Subsidiemodule brongerichte verduurzaming stal- en managementmaatregelen

Zoals aangekondigd in de Kamerbrief van 14 juni 20241 zijn de voorbereidingen om de Sbv-investeringsmodule dit najaar open te kunnen stellen onverkort voortgezet. De regeling is inmiddels klaar en mijn streven is om deze 21 oktober open te stellen. Komende openstelling is gericht op melkvee-, varkens- en vleeskalverhouders. In de begroting voor 2024 is voor de Sbv een budget van € 60 miljoen gereserveerd.

Eerder is in de Kamerbrief van 23 januari 20242 met de Kamer gedeeld dat de effectiviteit van de Sbv samenhangt met de mate waarin voor de investering benodigde natuurvergunningen kunnen worden verleend. Voor het verlenen van natuurvergunningen moet er op individueel bedrijfsniveau zekerheid zijn dat omliggende stikstofgevoelige Natura 2000-gebieden er door een activiteit niet op achteruitgaan. Voor brongerichte technieken in de varkens- en vleeskalverhouderij kan, door grote variatie van stikstofemissie per individueel bedrijf, onvoldoende zekerheid geboden worden dat negatieve effecten op omliggende stikstofgevoelige Natura 2000-gebieden kunnen worden uitgesloten. Voor nageschakelde technieken is de situatie anders. Wageningen University and Research geeft aan dat verschillende groepen luchtwassers voldoende reductie kunnen behalen om, bij gelijkblijvende dieraantallen, met zekerheid negatieve effecten uit te kunnen sluiten.

Om deze redenen heb ik ervoor gekozen om in de komende openstelling, naast brongerichte technieken, ook nageschakelde technieken (luchtwassers) te subsidiëren. Voor varkens- en vleeskalverhouders die willen deelnemen is het dus noodzakelijk om in een luchtwasser te investeren en kan worden gekozen om dit te combineren met een investering in een brongerichte techniek. Voor melkveehouders is één brongerichte techniek beschikbaar die voldoende zekerheid biedt en zijn er geen luchtwassers beschikbaar die voldoen aan de voorwaarden.
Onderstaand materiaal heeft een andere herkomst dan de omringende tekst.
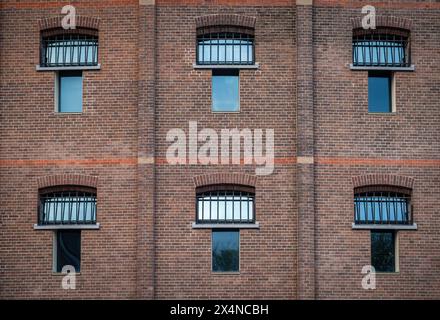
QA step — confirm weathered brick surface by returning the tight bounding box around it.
[0,0,439,299]
[313,5,440,299]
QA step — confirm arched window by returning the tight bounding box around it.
[40,29,99,67]
[352,27,410,67]
[196,26,255,65]
[196,184,255,224]
[38,186,97,225]
[354,185,412,225]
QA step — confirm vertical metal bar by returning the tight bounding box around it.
[68,191,73,224]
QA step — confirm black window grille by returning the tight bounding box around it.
[196,185,255,223]
[41,33,99,67]
[352,28,410,67]
[197,32,254,65]
[354,187,411,225]
[38,188,97,225]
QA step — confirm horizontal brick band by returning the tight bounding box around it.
[0,157,439,167]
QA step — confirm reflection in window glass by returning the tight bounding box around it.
[371,231,395,272]
[59,71,83,112]
[212,69,239,112]
[56,230,81,272]
[368,71,392,113]
[354,190,410,225]
[42,34,98,67]
[197,32,254,65]
[39,189,97,225]
[196,189,255,224]
[212,230,239,272]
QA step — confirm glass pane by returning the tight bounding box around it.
[368,72,391,113]
[218,197,226,221]
[212,230,239,272]
[197,198,203,221]
[59,71,83,112]
[203,197,210,220]
[371,231,395,272]
[56,230,81,272]
[233,200,241,221]
[225,198,233,220]
[212,70,239,112]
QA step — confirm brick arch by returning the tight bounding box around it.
[195,14,256,29]
[38,15,100,31]
[351,16,412,31]
[193,173,257,188]
[37,174,98,190]
[352,174,414,190]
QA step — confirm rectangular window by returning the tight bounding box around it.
[41,33,99,67]
[39,188,97,225]
[197,188,255,224]
[197,32,254,65]
[58,71,83,113]
[371,231,396,272]
[354,189,411,225]
[368,71,393,113]
[212,230,239,272]
[352,30,410,67]
[55,230,81,273]
[212,69,239,112]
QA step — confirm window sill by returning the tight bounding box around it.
[34,223,100,230]
[52,112,83,115]
[211,272,240,275]
[52,272,81,276]
[367,112,397,115]
[352,223,417,230]
[375,271,400,275]
[192,222,259,229]
[193,63,259,70]
[349,64,415,72]
[36,64,101,71]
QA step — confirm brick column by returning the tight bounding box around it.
[136,0,156,299]
[296,0,316,299]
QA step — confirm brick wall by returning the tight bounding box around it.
[0,0,439,299]
[313,4,440,298]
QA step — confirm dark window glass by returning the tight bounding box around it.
[212,230,239,272]
[39,188,97,225]
[212,69,239,112]
[56,230,81,272]
[354,190,411,225]
[41,34,98,67]
[368,71,392,113]
[59,71,83,112]
[352,31,410,67]
[197,32,254,65]
[371,231,395,272]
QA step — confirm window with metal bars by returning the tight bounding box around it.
[352,28,410,67]
[38,187,97,225]
[354,186,412,225]
[197,32,254,65]
[196,185,255,224]
[40,33,99,67]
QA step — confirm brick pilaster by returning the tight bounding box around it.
[136,0,156,299]
[296,0,316,300]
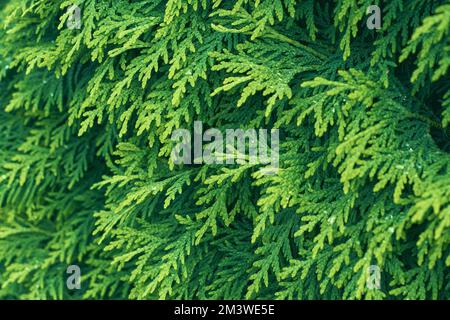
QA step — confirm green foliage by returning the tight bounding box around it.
[0,0,449,300]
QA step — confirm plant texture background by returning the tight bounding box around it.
[0,0,449,300]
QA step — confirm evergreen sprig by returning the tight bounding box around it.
[0,0,448,299]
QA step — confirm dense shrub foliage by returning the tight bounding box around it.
[0,0,449,299]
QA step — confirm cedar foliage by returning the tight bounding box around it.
[0,0,449,300]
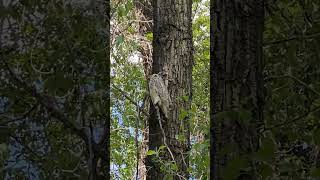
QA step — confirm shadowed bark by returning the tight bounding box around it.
[210,0,264,179]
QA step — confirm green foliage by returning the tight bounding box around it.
[255,136,276,161]
[311,167,320,177]
[259,163,273,180]
[146,32,153,41]
[146,150,156,156]
[313,128,320,145]
[110,0,147,178]
[0,0,108,178]
[261,0,320,178]
[223,156,248,180]
[189,0,210,179]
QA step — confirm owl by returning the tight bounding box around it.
[148,74,170,119]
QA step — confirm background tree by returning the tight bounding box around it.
[211,0,320,179]
[210,0,265,179]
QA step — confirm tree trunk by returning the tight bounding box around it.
[210,0,264,179]
[146,0,193,179]
[87,1,110,179]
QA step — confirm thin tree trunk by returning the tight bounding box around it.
[88,1,110,179]
[210,0,264,179]
[146,0,193,179]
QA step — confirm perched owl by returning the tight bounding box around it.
[149,74,170,119]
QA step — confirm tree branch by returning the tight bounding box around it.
[263,105,320,132]
[263,32,320,47]
[111,83,149,116]
[266,74,320,97]
[0,103,38,126]
[3,60,88,141]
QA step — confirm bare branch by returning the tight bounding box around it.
[0,103,38,126]
[262,106,320,132]
[263,32,320,47]
[111,83,149,116]
[2,60,87,141]
[266,74,320,97]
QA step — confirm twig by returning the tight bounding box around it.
[135,104,140,180]
[263,32,320,47]
[111,83,149,116]
[0,103,38,126]
[110,127,130,132]
[155,107,176,172]
[266,74,320,97]
[29,29,54,75]
[262,106,320,132]
[151,107,186,178]
[2,60,87,142]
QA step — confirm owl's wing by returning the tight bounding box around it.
[149,82,160,105]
Met deze voorwaarden geef ik invulling aan de motie van het lid Van der Plas3 over het opnemen van nageschakelde technieken in de Sbv.

De vergunningplicht voor Natura 2000-acitiviteiten geldt overigens voor alle emissiearme stalsystemen, als een ondernemer daarop wil overschakelen. Dit betekent dat als een ondernemer gebruik maakt van de investeringsmodule, er een vergunning aangevraagd moet worden waarbij een passende beoordeling overlegd moet worden, waaruit blijkt dat er geen significante effecten op beschermde natuur plaats zullen vinden.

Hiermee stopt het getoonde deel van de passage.